U.S. Attorney General Jeff Sessions inserted himself into the Senate’s affairs this week, sending Judiciary Committee Chairman Chuck Grassley a letter calling The Sentencing Reform and Corrections Act “a grave error” that would “reduce sentences for a highly dangerous cohort of criminals.” The Senate Judiciary Committee voted 16-5 to advance the bill that would ease mandatory minimum sentences for some drug criminals.

Grassley’s response was not gracious or kind. It was the kind of response that inspires flame emojis, were this battleground a social media affair:

We value input from DOJ, but if General Sessions wanted to be involved in marking up this legislation, maybe he should have quit his job as was talked about last November and run for the Republican Senate seat, now held by a Democrat, from Alabama.

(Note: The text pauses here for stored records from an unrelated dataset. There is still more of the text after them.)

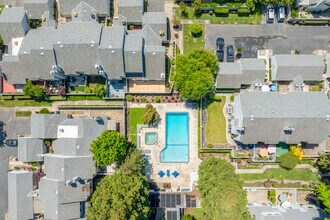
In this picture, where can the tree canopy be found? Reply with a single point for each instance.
(34, 91)
(222, 191)
(150, 115)
(109, 148)
(324, 163)
(123, 195)
(323, 195)
(195, 74)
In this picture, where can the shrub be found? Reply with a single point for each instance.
(44, 111)
(129, 98)
(243, 11)
(196, 29)
(222, 10)
(150, 115)
(288, 161)
(214, 5)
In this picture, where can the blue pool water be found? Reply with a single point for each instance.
(177, 138)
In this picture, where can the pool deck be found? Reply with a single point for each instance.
(152, 152)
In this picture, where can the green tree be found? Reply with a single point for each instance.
(150, 115)
(182, 7)
(187, 217)
(217, 183)
(288, 161)
(123, 195)
(99, 90)
(323, 195)
(196, 6)
(109, 148)
(195, 74)
(324, 163)
(250, 4)
(196, 29)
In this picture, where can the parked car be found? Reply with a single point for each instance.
(281, 13)
(220, 45)
(11, 142)
(270, 13)
(230, 53)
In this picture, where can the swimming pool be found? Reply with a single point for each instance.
(177, 138)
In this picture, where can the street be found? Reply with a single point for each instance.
(279, 37)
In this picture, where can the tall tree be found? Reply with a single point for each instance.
(110, 147)
(324, 163)
(195, 74)
(222, 191)
(123, 195)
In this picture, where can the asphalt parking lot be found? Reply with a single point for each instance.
(10, 128)
(279, 37)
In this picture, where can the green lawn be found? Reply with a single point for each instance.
(190, 43)
(230, 19)
(216, 122)
(23, 113)
(282, 174)
(14, 103)
(135, 118)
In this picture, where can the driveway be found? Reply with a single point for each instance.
(10, 127)
(156, 5)
(281, 38)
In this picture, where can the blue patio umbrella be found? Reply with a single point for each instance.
(175, 174)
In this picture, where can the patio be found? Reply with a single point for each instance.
(164, 173)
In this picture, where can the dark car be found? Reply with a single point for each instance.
(230, 53)
(220, 46)
(270, 13)
(11, 142)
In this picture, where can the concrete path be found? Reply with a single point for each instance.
(265, 167)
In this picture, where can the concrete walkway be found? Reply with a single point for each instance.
(265, 167)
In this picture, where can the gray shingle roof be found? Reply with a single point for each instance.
(295, 213)
(101, 6)
(132, 10)
(155, 62)
(268, 117)
(133, 53)
(59, 201)
(45, 125)
(287, 67)
(36, 8)
(64, 168)
(29, 148)
(20, 184)
(78, 47)
(244, 72)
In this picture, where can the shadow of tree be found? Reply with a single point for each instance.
(3, 134)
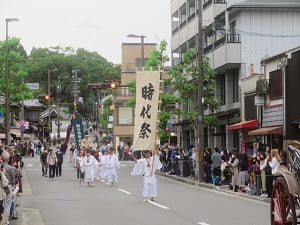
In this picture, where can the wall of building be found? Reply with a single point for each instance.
(275, 24)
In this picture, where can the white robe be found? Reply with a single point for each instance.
(89, 166)
(143, 167)
(112, 165)
(101, 171)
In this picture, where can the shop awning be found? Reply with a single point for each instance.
(243, 125)
(267, 130)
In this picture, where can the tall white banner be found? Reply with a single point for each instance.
(147, 96)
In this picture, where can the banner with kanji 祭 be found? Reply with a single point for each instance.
(146, 111)
(78, 131)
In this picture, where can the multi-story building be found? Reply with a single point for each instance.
(123, 123)
(237, 35)
(280, 120)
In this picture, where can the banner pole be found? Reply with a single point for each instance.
(154, 151)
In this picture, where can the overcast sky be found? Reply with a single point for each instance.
(96, 25)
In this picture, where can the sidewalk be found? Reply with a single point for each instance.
(223, 188)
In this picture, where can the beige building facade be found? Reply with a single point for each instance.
(123, 123)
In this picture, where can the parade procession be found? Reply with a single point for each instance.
(182, 112)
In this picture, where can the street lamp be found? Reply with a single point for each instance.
(142, 37)
(7, 130)
(49, 99)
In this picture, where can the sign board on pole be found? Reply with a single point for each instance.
(78, 131)
(259, 100)
(147, 95)
(33, 86)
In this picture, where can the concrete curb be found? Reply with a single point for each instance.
(211, 187)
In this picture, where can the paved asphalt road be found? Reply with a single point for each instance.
(64, 202)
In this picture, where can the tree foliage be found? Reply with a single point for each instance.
(184, 79)
(18, 90)
(93, 69)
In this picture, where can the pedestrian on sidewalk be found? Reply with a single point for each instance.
(208, 162)
(78, 160)
(235, 163)
(89, 166)
(51, 161)
(112, 165)
(147, 167)
(216, 159)
(243, 170)
(43, 160)
(10, 172)
(60, 160)
(262, 165)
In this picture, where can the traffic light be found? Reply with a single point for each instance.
(113, 85)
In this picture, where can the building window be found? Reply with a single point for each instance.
(192, 42)
(236, 139)
(125, 116)
(183, 14)
(32, 115)
(192, 8)
(236, 87)
(138, 62)
(275, 85)
(250, 108)
(221, 88)
(175, 22)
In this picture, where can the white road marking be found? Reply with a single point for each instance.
(158, 205)
(124, 191)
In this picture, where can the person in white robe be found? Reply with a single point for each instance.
(101, 170)
(147, 167)
(89, 166)
(112, 165)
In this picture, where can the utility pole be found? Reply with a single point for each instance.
(22, 115)
(58, 107)
(49, 104)
(200, 124)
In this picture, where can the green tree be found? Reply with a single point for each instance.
(184, 79)
(18, 90)
(93, 69)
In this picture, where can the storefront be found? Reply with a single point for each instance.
(269, 136)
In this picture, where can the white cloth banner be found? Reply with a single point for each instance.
(147, 95)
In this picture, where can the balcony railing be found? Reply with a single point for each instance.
(206, 4)
(262, 87)
(123, 91)
(208, 48)
(233, 38)
(219, 1)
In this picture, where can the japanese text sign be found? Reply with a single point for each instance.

It should be noted here that Grassley, a Republican from Iowa, helped guide Sessions through the nomination process, and defended the embattled U.S. AG when President/Emperor with no clothes Trump wanted to fire him last year.

Even though Sessions correctly pointed out the nation’s opioid and prescription drug crisis last week, pushing against bills that reform the sentencing process for those who would otherwise serve unfair prison terms effectively positions this as yet another example where the Trump administration says one thing and does another. This is much like Trump’s choice to end an Obama-era program that makes it harder for mentally ill people to have access to guns, which he didn’t mention in his response to the school shooting in Florida on Valentine’s Day.

As Kara Gotsch, director of strategic initiatives at The Sentencing Project points out, “Excessive sentences for drug offenses have never curbed drug epidemics, but instead have diverted needed resources from prevention to incarceration.”